Comme aux grandes heures du show Jean-Michel Aulas en zone mixte, avec des sorties au lance-flammes contre le corps arbitral, l’Olympique Lyonnais s’est organisé pour faire corps. Au menu un dispositif collectif se rapprochant de celui ayant suivi le « Stassingate » dans le dernier derby en avril 2025, ou à Rennes il y a deux mois pour le désormais culte « ça reste pas, ça glisse » ayant frappé Khalis Merah.
Les dirigeants « dans l’incompréhension totale »
A savoir une triple lame Corentin Tolisso - Matthieu Louis-Jean - Jorge Maciel face aux médias, tous les trois orientant les deux tiers de leur intervention sur les décisions « inadmissibles » (dixit Moussa Niakhaté sur son compte X) de Benoît Bastien. « Cette défaite est totalement rageante et à chaud, c’est dur de ne pas dire trop de bêtises, a initié le capitaine lyonnais Corentin Tolisso, entré en jeu à la 78e minute dimanche. Je ne vous cache pas que c’est dur, d’autant qu’on paie très cher les décisions arbitrales cette saison. »
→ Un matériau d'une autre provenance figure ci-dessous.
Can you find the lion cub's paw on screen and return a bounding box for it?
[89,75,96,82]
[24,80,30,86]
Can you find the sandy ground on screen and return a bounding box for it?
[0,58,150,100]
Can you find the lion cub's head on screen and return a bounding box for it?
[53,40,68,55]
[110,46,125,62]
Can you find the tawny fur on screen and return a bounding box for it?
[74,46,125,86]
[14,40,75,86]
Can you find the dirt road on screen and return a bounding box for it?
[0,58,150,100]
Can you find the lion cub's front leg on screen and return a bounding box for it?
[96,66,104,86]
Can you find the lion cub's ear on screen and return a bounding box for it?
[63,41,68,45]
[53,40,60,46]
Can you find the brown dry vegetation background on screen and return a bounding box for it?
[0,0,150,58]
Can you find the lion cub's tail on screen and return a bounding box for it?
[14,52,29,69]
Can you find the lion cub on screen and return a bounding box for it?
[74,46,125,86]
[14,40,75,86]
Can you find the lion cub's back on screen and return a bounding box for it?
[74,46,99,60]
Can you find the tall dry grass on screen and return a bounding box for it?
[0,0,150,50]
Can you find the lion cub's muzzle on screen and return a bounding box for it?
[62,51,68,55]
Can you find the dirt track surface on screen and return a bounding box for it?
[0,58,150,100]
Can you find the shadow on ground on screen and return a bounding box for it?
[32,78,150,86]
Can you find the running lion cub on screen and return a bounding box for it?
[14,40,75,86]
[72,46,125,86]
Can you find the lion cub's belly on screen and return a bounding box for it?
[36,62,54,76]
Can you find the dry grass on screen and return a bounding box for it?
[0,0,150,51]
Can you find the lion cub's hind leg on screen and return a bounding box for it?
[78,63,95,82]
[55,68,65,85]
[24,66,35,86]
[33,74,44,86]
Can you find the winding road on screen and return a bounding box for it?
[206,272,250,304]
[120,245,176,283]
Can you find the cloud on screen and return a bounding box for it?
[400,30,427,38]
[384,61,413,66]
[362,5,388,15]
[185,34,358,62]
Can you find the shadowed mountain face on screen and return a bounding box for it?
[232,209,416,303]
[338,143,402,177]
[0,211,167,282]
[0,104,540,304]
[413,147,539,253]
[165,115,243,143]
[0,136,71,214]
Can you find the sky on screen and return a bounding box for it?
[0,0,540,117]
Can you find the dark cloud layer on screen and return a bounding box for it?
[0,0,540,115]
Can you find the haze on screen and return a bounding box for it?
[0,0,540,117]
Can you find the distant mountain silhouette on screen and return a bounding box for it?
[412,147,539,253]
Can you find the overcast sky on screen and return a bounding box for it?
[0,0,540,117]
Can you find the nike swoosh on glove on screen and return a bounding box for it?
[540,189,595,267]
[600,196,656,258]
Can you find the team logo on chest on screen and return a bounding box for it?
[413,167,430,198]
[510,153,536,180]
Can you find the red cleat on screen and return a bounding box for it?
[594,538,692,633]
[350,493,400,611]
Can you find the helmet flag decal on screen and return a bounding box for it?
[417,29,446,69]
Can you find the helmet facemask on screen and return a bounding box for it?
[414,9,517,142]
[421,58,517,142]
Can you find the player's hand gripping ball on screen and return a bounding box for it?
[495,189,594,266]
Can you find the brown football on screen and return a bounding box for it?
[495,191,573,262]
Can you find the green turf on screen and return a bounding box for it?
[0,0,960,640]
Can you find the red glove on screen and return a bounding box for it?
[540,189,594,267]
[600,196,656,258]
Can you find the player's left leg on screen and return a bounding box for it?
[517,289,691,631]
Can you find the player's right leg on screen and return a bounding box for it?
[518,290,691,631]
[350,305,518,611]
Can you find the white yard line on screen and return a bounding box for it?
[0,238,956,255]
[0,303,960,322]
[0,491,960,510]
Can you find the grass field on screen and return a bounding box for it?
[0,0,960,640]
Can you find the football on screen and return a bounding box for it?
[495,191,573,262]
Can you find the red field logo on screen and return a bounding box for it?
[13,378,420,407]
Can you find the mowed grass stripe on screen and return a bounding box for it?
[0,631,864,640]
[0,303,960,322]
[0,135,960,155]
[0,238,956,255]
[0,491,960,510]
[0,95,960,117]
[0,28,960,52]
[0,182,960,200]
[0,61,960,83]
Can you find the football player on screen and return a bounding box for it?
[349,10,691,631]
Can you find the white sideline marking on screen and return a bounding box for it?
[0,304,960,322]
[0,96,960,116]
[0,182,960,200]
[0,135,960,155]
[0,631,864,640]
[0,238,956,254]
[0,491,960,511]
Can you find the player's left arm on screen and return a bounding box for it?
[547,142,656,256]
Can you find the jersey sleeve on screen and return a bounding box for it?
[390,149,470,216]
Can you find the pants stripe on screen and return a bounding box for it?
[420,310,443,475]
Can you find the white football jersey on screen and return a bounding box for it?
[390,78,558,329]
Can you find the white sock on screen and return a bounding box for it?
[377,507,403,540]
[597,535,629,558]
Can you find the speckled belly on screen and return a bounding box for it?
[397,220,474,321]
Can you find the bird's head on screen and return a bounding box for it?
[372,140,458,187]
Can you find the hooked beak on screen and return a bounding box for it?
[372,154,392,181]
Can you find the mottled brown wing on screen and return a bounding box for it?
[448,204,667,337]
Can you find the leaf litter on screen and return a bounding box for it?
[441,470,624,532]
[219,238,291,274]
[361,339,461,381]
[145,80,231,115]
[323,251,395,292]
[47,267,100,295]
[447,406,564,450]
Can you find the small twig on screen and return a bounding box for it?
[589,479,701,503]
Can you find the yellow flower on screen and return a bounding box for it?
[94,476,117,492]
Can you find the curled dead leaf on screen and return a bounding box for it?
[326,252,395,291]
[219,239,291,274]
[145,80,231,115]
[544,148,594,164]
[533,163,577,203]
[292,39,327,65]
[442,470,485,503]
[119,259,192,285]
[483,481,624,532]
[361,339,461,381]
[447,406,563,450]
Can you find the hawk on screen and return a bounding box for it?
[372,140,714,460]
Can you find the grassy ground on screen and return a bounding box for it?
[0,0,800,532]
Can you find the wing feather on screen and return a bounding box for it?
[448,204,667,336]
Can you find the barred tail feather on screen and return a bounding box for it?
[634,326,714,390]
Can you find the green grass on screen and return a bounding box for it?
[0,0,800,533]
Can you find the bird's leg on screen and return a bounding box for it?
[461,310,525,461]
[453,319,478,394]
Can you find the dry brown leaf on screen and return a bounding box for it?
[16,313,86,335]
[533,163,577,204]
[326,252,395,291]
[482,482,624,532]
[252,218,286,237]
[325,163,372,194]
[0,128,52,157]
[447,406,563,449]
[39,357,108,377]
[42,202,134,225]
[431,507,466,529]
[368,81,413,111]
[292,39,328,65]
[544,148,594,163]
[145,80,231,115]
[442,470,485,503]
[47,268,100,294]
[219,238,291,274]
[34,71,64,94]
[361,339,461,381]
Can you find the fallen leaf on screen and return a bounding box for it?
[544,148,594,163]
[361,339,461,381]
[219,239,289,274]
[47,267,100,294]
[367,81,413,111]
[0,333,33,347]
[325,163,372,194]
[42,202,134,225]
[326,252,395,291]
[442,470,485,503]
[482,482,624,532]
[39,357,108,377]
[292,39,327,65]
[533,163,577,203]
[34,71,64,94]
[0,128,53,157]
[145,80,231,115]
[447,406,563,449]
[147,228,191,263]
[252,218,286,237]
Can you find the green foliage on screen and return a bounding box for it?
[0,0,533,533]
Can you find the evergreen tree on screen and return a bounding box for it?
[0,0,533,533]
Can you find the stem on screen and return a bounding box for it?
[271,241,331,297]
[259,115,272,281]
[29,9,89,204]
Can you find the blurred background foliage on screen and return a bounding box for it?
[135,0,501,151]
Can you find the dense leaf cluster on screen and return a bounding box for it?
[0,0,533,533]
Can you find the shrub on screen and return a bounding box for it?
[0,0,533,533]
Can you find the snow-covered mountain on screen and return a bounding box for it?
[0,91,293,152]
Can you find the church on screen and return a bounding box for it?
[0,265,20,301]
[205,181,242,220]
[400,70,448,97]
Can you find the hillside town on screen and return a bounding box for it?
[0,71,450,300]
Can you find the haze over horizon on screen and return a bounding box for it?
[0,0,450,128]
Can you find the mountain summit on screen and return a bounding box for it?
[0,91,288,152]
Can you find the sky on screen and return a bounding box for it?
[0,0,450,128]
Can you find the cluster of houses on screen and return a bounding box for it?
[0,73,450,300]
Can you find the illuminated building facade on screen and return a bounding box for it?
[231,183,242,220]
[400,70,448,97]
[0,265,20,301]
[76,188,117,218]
S’estimant déjà lésés à Rennes (3-1) et au Paris FC (3-3), les Lyonnais ont donc voulu marquer le coup après le cruel épilogue du coup de tête victorieux de Joao Neves (2-3, 90e + 5). A ce petit jeu, le directeur technique du club Matthieu Louis-Jean n’a guère pris de pincettes pour taillader l’arbitrage français dans son ensemble.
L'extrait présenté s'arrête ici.